Kanban for Sysadmin
Most software development and administrative companies have begun applying Agile methodologies by now. According to Atalanta Systems, specialized in systems automation, the best thing to choose from the Lean and Agile spread of helpful solutions is Kanban.
Particularly for web based companies (SaaS and Cloud Computing utilizing ones) it is vital that the work they do every day in all areas actually adds value. What this means in practice is the necessity to increase throughput: things need to be happening more ..agile. What comes with it, is the improvement of the company image, as predictability and delivery times get better. Along with these better quality should come naturally. The problem that the systems teams often have when trying an Agile approach is the difficulty with committing to a short term iteration and making room for retrospective and review meetings. So the problem with Agile methods for systems teams is allowing them flexibility.

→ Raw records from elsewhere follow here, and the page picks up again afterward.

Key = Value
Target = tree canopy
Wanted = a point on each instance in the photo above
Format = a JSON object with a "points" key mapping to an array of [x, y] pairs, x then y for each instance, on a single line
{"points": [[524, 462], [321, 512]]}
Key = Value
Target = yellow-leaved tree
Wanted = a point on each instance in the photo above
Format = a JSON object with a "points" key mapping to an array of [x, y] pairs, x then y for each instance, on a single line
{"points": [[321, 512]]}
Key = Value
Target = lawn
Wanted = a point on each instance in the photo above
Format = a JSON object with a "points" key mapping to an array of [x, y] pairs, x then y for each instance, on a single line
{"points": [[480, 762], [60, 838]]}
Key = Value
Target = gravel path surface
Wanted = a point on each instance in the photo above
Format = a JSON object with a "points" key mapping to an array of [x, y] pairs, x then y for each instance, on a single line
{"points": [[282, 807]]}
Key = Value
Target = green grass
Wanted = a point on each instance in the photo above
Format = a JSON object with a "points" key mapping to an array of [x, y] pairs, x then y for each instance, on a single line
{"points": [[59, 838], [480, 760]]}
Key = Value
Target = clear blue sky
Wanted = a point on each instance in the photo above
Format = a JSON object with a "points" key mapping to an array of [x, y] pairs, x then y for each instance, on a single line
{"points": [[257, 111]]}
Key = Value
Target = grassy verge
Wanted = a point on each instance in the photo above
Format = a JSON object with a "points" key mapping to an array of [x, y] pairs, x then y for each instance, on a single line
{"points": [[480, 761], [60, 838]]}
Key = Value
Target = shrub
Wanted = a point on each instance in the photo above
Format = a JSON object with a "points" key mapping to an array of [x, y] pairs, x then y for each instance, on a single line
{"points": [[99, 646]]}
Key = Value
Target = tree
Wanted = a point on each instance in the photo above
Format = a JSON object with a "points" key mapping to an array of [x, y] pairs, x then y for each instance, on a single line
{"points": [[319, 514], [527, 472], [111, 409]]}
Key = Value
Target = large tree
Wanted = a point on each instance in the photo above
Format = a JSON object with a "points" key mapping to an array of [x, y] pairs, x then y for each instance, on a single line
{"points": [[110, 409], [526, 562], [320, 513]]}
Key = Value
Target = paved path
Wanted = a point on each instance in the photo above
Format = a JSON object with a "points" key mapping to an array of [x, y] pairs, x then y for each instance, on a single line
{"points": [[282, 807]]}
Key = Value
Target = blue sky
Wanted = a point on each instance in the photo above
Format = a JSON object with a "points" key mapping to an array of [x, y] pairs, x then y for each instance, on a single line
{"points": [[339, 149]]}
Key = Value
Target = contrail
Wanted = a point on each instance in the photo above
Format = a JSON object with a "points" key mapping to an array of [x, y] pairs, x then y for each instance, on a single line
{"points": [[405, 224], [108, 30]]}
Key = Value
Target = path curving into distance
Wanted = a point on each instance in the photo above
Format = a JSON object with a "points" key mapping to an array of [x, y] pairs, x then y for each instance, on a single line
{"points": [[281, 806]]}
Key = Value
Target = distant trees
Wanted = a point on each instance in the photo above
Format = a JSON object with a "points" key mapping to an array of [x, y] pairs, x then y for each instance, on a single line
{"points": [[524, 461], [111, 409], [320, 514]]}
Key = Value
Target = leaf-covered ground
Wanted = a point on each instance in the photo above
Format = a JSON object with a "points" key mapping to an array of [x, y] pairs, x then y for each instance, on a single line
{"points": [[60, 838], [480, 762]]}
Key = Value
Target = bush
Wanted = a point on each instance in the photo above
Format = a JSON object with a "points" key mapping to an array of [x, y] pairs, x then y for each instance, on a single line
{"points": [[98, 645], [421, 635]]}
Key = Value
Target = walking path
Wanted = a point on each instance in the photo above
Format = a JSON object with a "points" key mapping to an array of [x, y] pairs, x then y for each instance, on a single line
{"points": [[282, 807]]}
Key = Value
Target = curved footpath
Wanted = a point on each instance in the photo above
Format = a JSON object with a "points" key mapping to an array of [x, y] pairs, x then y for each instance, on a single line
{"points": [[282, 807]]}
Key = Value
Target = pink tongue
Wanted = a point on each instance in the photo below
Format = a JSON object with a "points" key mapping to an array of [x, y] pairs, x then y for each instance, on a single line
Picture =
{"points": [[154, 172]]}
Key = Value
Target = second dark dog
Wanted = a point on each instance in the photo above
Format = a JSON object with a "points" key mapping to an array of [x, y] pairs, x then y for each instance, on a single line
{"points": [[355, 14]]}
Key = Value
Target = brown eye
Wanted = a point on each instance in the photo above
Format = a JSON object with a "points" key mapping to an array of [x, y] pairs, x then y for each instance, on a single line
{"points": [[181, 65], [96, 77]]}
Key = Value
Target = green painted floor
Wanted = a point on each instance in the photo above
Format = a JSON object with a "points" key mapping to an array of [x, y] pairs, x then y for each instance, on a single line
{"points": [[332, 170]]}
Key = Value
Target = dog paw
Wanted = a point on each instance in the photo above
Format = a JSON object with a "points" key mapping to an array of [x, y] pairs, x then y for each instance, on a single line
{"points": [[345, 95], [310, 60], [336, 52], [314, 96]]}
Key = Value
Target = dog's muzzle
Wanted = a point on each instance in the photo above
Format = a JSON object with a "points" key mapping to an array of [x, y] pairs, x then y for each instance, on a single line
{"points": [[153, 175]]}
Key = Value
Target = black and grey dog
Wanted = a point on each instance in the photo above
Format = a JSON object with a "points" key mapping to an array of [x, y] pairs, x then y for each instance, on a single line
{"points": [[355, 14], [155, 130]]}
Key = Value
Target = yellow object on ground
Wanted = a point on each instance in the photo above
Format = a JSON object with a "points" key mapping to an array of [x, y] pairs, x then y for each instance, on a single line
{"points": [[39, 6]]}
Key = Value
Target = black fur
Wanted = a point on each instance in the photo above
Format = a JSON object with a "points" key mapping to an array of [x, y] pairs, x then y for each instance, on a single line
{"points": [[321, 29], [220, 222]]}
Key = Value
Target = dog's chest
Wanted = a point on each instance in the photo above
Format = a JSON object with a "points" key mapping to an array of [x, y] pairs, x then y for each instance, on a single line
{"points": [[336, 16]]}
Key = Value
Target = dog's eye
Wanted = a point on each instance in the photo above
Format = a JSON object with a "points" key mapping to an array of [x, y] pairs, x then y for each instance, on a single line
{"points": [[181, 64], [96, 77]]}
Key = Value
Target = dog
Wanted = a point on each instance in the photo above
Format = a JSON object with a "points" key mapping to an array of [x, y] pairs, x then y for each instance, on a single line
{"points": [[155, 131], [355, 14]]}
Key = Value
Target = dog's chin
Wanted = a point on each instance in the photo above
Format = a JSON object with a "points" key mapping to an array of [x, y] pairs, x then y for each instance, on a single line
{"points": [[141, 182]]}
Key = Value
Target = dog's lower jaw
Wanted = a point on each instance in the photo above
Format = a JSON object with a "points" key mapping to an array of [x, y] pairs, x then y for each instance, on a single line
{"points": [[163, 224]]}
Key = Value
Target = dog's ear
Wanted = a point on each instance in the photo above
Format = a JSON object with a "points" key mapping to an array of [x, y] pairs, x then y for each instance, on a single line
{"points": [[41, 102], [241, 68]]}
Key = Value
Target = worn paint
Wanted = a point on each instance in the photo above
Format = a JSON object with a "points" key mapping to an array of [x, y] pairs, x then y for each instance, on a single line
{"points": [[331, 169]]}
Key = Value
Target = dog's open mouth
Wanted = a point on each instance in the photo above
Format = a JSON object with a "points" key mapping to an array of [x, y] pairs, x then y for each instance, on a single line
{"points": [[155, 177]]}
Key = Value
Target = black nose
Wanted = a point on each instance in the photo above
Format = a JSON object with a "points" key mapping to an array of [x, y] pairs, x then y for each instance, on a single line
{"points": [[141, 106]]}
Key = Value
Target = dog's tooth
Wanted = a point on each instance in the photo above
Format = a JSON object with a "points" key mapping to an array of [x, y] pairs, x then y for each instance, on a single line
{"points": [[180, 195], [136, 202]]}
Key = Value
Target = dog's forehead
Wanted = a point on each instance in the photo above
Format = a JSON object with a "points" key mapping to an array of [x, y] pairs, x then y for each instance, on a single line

How Kanban may be the best way to go?
This methodology bases on two rules - only allowing for work to be pulled by the team (when it's ready for it) and on placing a limit onto how many tasks can be progressed at any given time. Because Kanban is all about workflow management, it suits systems administration perfectly, staying in line with changing demand, facilitating quality improvement and optimization of flow.
How does it work?
Kanban asks for visualization of the process. It normally happens on a board with task cards, that symbolize the work items. The board is divided into process stages, and each or some of these stages have a WIP limit applied, therefore making it simple to manage the workflow and keep the team informed about what's going on.
What are the benefits?
Kanban helps systems admins in three distinct ways:
- - it strengthens the trust between the team and the end user, since the team is able to respond quickly and prioritize well.
- - it makes quality improvements easy - thanks to WIP limits, which eliminate multitasking, reduces waste and makes any bottlenecks visible.
- - it improves efficiency, what has been proven over and over again by both the original industrial Kanban users at Toyota, and by software development teams with Microsoft at their head. This simply is the best way to get a lot of work items through a system.
- - it promotes self-management - since the entire process is visible on the board, any of the team members can just pull work when they're ready without any external need for being managed.
How to get Kanban into your organization?The author of this article suggests some great ways of introducing Kanban to your management and to the team, by which they will see the benefits of its application without your need to talk extensively. You can play some Kanban games, focused around the WIP limits, later make the team decide on their process stages, and set up the board in a place visible and accessible to all.
Once this is done, transfer your current backlog into the board, set up a WIP limit and get to work. It's good to play around with some prioritization settings, explaining to the manager and stake holders how flexible the tool is. Set up your internal policies (who can pull tasks from where and when, how do you communicate a card movement etc.) Make decisions about how will the incoming requests (tickets) be placed on the board. The system needs to be clear and understood by the whole team. It's also beneficial to stick to daily Stand-Up meetings, but rather than discuss who is doing what, talk about what is needed to complete a certain stage, how can the process be improved and made easier. On top of this, a regular review meeting is also of benefit. It gives opportunity to retrospect on what works and doesn't work in the long run.
Always get better
Thanks to system transparency, regular meetings and reviews you will be able to apply the Kanban rule of Kaizen: striving for continuous improvement. Because of this your process will get easier and more effective with time.